I might as well do ablutions, get dressed and make myself ready for the day. In the meantime, I’ll muse on my own home up in the mountains, with busy bird feeders just outside the kitchen windows, the warm, glowing winter woodstove and the wind that sighs, constantly, in the tall evergreen trees. I’ll dream about my own home, where it’s almost always quiet. Where I even have a den, my own private refuge for when I need it.
Mom was sick yesterday and the day before, wiped out and stuck in bed with an awful headache and nausea. I know this morning’s frenetic activity is simply her way of making up for lost time. She’s restless. Antsy. Taking advantage of feeling so much better today. In her world, there’s no time to lose.
I’m glad she’s feeling good today. Really. But I still miss my hour of peace.
Sometimes I think semi-seriously about going back home. Mom’s health is much better than it was, after all. Her sciatica is mostly under control, her new heart pacemaker is ticking along nicely and her other ailments are being treated as well as they’re ever going to be. She’d probably be just fine without me (though she’d be lonely). I could call her every morning to check in, to remind her to take her meds (and which ones, and in which doses), go over what she’s got on the calendar for the day, and just yack with her for a while. I’ll call her again in the evenings, I tell myself. She’ll be okay, and I’ll be home. I feel like a fish out of water here. I always have.

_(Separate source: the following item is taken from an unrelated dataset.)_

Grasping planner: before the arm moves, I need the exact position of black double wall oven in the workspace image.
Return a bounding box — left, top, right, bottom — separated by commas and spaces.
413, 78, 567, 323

But just as I allow myself to think Mom could mostly get along without me (and convince myself that she won’t lose her balance and fall down the stairs and lay there injured and in pain and utterly alone, unable to call for help), she has another sudden bad spell. It’s happened over and over again, and a few of them have been life-threatening. Her health is, simply, precarious. Her age is finally slowing her down. And I’m the only one in the family who can reasonably take care of her. My sister would help if she could (and frankly, she’d be better company for Mom, as both of them are birdlike and fidgety), but she lives several states away. And she has a full time job.
There is no one else.
When I decided to move back to California after living far away for so many years, it was because my parents were growing old. As the elder daughter, I felt it was my duty to be nearby if they needed me. For a long time they didn’t.
Dad died seven years ago. She was okay for several years afterward, but Mom does need me, now. I’m glad I’m able to be here for her and I’m thankful that her health isn’t so bad that she has to live in one of those terrible nursing homes. Most of the time—even with the TV blowing my eardrums out—I enjoy being with her. I know the clock is ticking.
All I ask for is that short, peaceful hour, first thing in the morning, and I’m good to go.